Sequencing by synthesis methods are commonly used in next generation sequencing (NGS) technologies. Nucleotide strands complementary to a target polynucleotide fragment are extended by incorporation of nucleotides (eg, dNTPs) by a polymerase enzyme, and the incorporation is detected; for example, by fluorescence or by detection of hydrogen ions released during polymerisation. This latter technique is used in ion semiconductor sequencing methods. Incorporation of a given dNTP into a strand means that the complementary nucleotide is present at that position in the template strand.
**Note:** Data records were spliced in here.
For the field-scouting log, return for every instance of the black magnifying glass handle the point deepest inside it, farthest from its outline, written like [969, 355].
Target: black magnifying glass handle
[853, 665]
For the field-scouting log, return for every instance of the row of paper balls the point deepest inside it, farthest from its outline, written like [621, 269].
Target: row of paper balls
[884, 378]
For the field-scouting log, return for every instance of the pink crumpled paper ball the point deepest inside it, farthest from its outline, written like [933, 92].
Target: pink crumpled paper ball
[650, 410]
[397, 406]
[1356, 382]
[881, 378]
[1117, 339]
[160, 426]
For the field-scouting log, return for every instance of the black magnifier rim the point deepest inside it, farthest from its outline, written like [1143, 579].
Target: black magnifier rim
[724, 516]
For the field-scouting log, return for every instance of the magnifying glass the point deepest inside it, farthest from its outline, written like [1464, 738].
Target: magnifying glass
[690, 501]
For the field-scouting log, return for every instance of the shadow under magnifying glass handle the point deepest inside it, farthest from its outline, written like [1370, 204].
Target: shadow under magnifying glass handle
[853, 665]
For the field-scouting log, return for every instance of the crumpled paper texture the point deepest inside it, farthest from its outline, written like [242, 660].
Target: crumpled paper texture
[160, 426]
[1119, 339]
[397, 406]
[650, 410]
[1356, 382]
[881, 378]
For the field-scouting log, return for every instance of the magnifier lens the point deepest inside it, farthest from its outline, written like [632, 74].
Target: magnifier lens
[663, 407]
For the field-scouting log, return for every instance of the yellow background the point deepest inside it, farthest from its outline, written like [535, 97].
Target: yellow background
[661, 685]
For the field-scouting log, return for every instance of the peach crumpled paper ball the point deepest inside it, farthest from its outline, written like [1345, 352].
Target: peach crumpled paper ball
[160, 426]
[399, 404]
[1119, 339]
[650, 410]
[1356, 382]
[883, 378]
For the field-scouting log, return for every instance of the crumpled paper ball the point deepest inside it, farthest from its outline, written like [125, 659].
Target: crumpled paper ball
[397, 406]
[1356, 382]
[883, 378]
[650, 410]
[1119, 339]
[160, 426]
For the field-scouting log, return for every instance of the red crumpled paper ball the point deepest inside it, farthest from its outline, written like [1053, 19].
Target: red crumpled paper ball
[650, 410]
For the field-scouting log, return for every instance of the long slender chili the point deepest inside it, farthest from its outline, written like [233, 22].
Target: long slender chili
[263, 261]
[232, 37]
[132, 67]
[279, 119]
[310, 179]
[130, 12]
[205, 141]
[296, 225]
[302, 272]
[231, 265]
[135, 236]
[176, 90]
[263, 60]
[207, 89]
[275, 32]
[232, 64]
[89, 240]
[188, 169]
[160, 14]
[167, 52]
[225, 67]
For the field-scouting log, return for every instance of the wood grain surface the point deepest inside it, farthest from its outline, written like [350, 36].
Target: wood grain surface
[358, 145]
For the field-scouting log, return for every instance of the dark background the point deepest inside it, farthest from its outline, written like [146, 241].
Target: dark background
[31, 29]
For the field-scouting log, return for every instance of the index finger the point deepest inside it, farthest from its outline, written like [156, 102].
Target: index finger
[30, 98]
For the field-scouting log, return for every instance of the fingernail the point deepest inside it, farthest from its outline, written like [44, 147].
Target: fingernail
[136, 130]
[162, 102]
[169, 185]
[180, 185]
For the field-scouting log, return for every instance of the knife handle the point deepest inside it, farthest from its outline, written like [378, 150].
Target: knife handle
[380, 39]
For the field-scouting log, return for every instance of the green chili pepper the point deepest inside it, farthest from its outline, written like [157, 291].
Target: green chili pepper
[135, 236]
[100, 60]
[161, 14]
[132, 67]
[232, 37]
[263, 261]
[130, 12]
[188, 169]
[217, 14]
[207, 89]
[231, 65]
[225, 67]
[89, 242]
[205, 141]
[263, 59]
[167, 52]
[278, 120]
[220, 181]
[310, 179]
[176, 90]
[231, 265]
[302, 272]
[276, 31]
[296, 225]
In some techniques, different nucleotides are given different detectable labels, so that the specific nucleotide incorporated can be determined. However, an alternative approach is simply to add a single type of nucleotide at a time to the polymerase reaction; if incorporation of the nucleotide is detected, then the complementary nucleotide in the template strand is known. Typically a sequencing reaction will cycle through all four nucleotides in order, and repeat this for the duration of the sequencing. However, this imposes time limitations on the process, since it is necessary to repeat the cycle multiple times in order to obtain the sequence, and depending on the order of nucleotides in the template strand, as much as four nucleotide flows may be necessary to obtain information on a single base.
However, for many applications of sequencing by synthesis technology, the expected sequence of the template is known, or at least partially known. For example, a patient sample may be analysed for the presence of a suspected pathogen, whereby a sequence diagnostic for a given pathogen is detected. In this example, the sequence to be detected is already known. Alternatively, for example, variants in certain gene sequences may be detected in order to determine the presence or absence of a given polymorphism or mutation. Here again at least a portion of the sequence is known. In certain applications of sequencing by synthesis, polynucleotide fragments are prepared for sequencing by ligating or otherwise incorporating adapters of known sequence, to which sequencing primers can bind. At least this part of the sequencing reaction may benefit from the knowledge of the region to be sequenced.
US2014/0031238 describes use of alternate nucleotide flow ordering which is not simply a continuous repeat of all four nucleotides. This alternate ordering is said to address potential problems with loss of phasic synchrony resulting from incomplete extension. There is no suggestion that the order of nucleotide flow may be modified by taking advantage of the existence of known sequences.
It would be advantageous to provide a sequencing by synthesis method whereby the order of nucleotide flow may be improved or optimised. In certain embodiments this is achieved using a priori knowledge of the sequence to be detected. In other embodiments, likely candidate sequences may be selected, and the nucleotide flow determined based on the likelihood of certain sequences being present. In yet further embodiments, a feedback mechanism may be used to modify the nucleotide flow during sequencing by synthesis.